The New York Times: Best Theater of 2020

Clockwise from top center: Sara Krulwich/The New York Times; Machine Dazzle; Shane Harvey/The CW; Sara Krulwich/The New York Times

Clockwise from top center: Sara Krulwich/The New York Times; Machine Dazzle; Shane Harvey/The CW; Sara Krulwich/The New York Times

By Jesse Green, Laura Collins-Hughes, Scott Heller, Maya Phillips, Alexis Soloski and Elisabeth Vincentelli

Published Dec. 1, 2020

A Top 10 list in a Worst 10 year is a strange undertaking. But as I looked back at 2020, even considering the disaster that divided it into before and after, I found that theater was still doing what it does at its best: showing us how we live right now, and how we might live better.

That’s not always the case.
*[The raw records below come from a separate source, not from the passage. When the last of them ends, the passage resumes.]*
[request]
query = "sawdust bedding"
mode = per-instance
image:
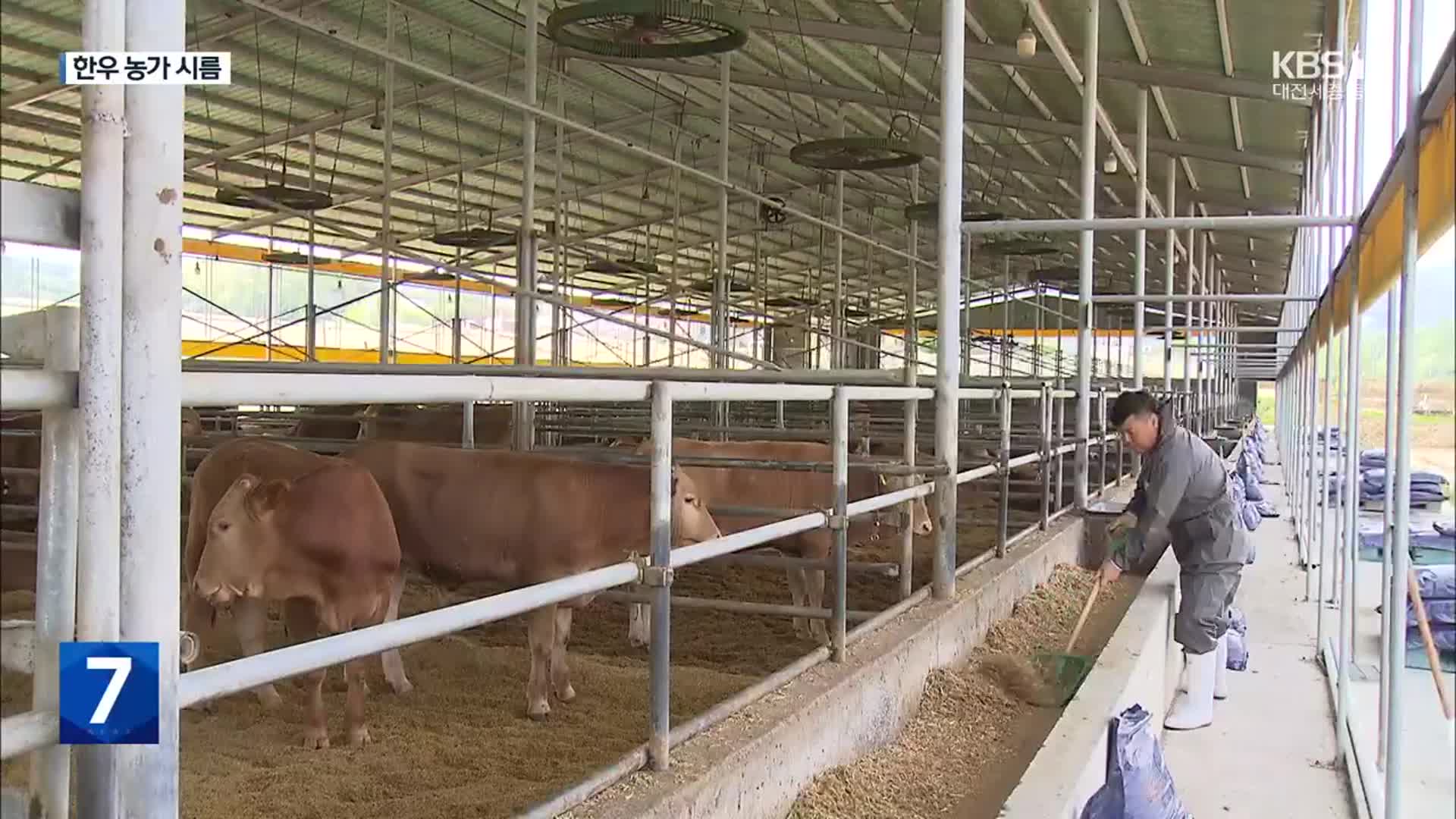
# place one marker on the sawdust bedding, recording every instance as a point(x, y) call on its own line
point(970, 742)
point(459, 744)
Typical seasons offer a selection of titles planned years in advance and sorted by happenstance. But once the stages were locked down in March, throwing thousands out of work, 2020 turned into a year in which theater was of necessity purpose-built, in real time, from scratch. There was some irony in that; it was, after all, the vanishing of the dinosaurs — the corporate Broadway musicals, the 16-week movie-star vehicles — that allowed the smaller, better adapted new works to poke their heads out.
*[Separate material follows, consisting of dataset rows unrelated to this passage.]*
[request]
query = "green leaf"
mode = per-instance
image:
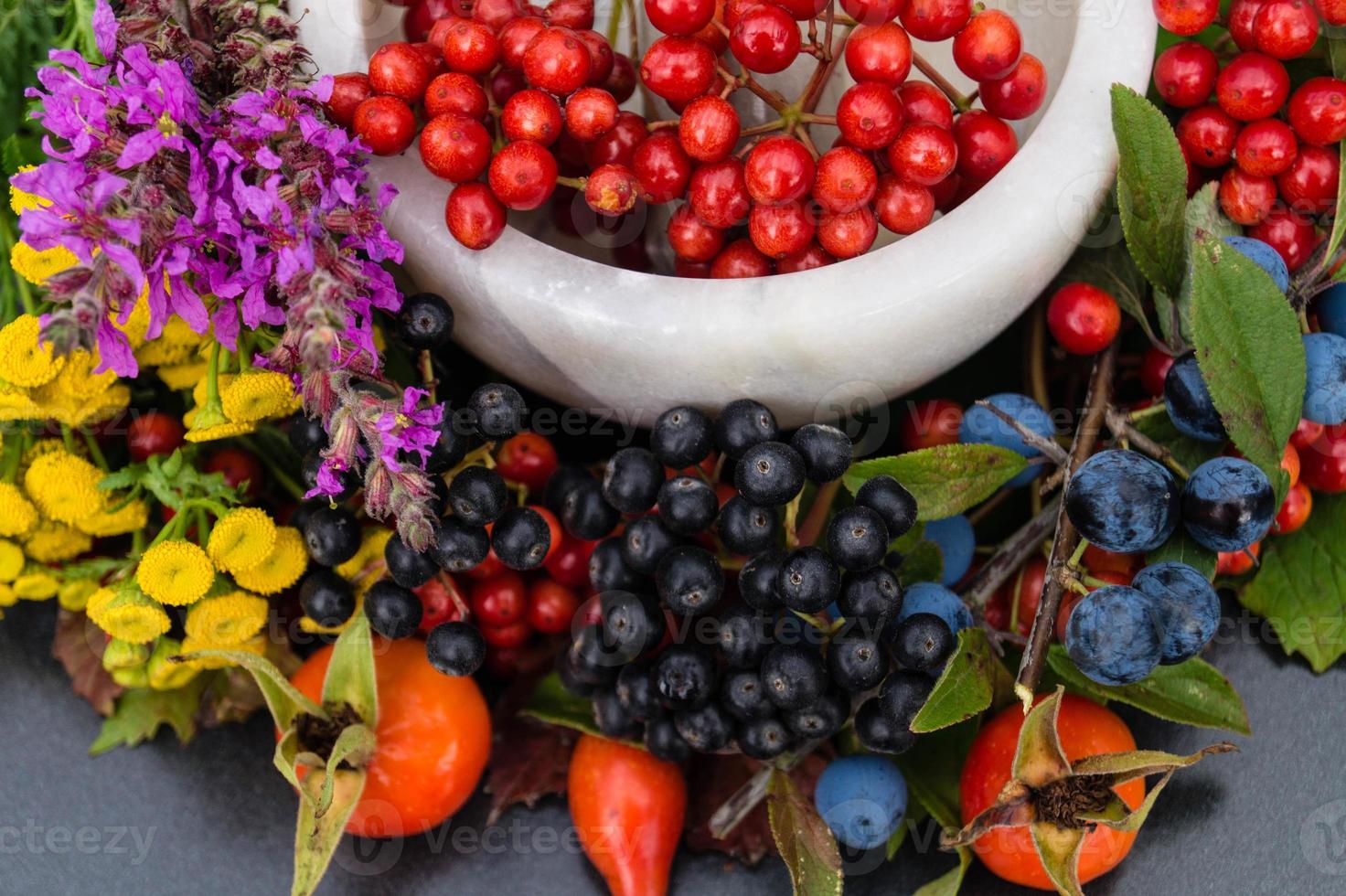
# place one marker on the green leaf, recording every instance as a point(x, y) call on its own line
point(142, 712)
point(1190, 693)
point(552, 704)
point(945, 479)
point(350, 676)
point(804, 839)
point(1151, 187)
point(966, 687)
point(1183, 549)
point(949, 883)
point(1300, 588)
point(1251, 354)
Those shows, however makeshift and mediated by a screen, matched the moment better than most seasons’ shows match theirs. If you follow the calendar (my list is basically chronological), you can see how the online productions I highlight, as well as a few that came before the shutdown, trace a compelling passage through the pandemic year. Together, they helped us move from premonitions through panic toward a new — and often exciting — abnormal.

‘Russian Troll Farm’

With no end to the pandemic in sight, theater-makers had to face the fact that repurposing existing stage works was not going to produce vibrant new ones for our changed world. Just in time, “Russian Troll Farm,” by Sarah Gancher, showed that digital-native productions could make the medium maximally expressive — in this case by exploring the world of online Russian election disrupters using an online aesthetic. It took two directors (Jared Mezzocchi and Elizabeth Williamson) and three companies (TheaterWorks Hartford, TheatreSquared in Arkansas and the Brooklyn-based Civilians) to pull it off, but it was a key step forward and a wicked-smart ride.